What anti-Israel activists who feel that the alt-right’s supposed affinity for Zionism validates their own “anti-Zionism” really tell us is that their view of Zionism has little to do with realities in the world’s only Jewish state.
Let’s look first at what Spencer means by “White Zionism”. This is how he put it at an alt-right gathering in 2013:
“For us ‘immigration’ is a proxy for race. In that way, immigration can be good or bad: it can be a conquest (as it seems now) . . . or a European in-gathering, something like White Zionism. It all depends on the immigrants. And we should open our minds to the positive possibilities of mass immigration from the White world.”

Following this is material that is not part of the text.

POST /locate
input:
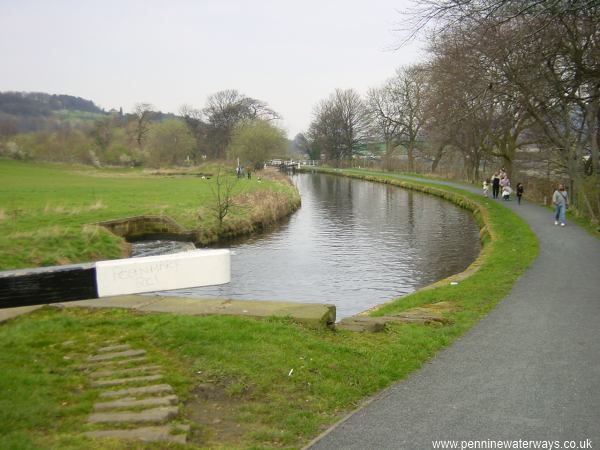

More recently, Spencer told the notorious alt-right gathering in Washington D.C. something very similar as he told Hillel rabbi Matt Rosenberg at Texas A&M University:
“The Jews exist precisely because they were apart, precisely because they had, maybe you could say, a bit of paranoia about trying to stay away — please don’t quote paranoia,” Spencer said.”
Right, let’s not quote “paranoia” – it’s perhaps not the best word to describe the results of more than a thousand years of antisemitism…
But in any case, others at the gathering agreed that the Jews provided an excellent example for white nationalists. As one participant put it: “The opposition to intermarriage. The creation of their own state. The recreation of their language. This is the greatest triumph of racial idealism in history.”
So let’s start with intermarriage (and leave aside that I’m writing this as a naturalized non-Jewish Israeli citizen who “intermarried” with a Jew). While the alt-right hopes to be able to mainstream their ideas under President Trump, they presumably know that Trump’s daughter Ivanka converted to Judaism and married a Jew. So if white nationalists want to emulate Jews, they’ve surely developed some ideas about how non-Whites can convert to being white? And another interesting question: what language do white nationalists plan to recreate?
Anyway, to clarify things a bit more, I thought white nationalists might find it useful to contemplate this image before praising Israel for any supposed “greatest triumph of racial idealism in history”…
Mhm, you think this is how white nationalists would want their army to look? And, incidentally, how do you think white nationalists would feel if they knew the story of former Israeli president Moshe Katsav, who was found guilty of sexual offenses and sentenced to a lengthy prison term by a well-respected Christian Arab judge? If white nationalists see Israel as their example, maybe we should expect that they’ll have well-respected Black Muslim judges in their state?
I could go on, but I agree with Gilead Ini’s recent remark on Twitter: taking the alt-right’s professed admiration for the world’s only Jewish state seriously, and trying to show how insincere and uninformed it is, may not make more sense than countering other libels, like “arguing that Zionism isn’t Nazism or that Jews don’t drink blood.”
But the alt-left’s eagerness to embrace the alt-right’s fantasy of Israel as a validation of campaigns aimed at eliminating the world’s only Jewish state shows how alike both fringes are: the alt-right wants a white state without Jews, the alt-left wants a world without a Jewish state – and if their respective visions were to come true, the alt-right couldn’t care less about the fate of Jews in the diaspora, while the alt-left couldn’t care less about the fate of Jews in Israel.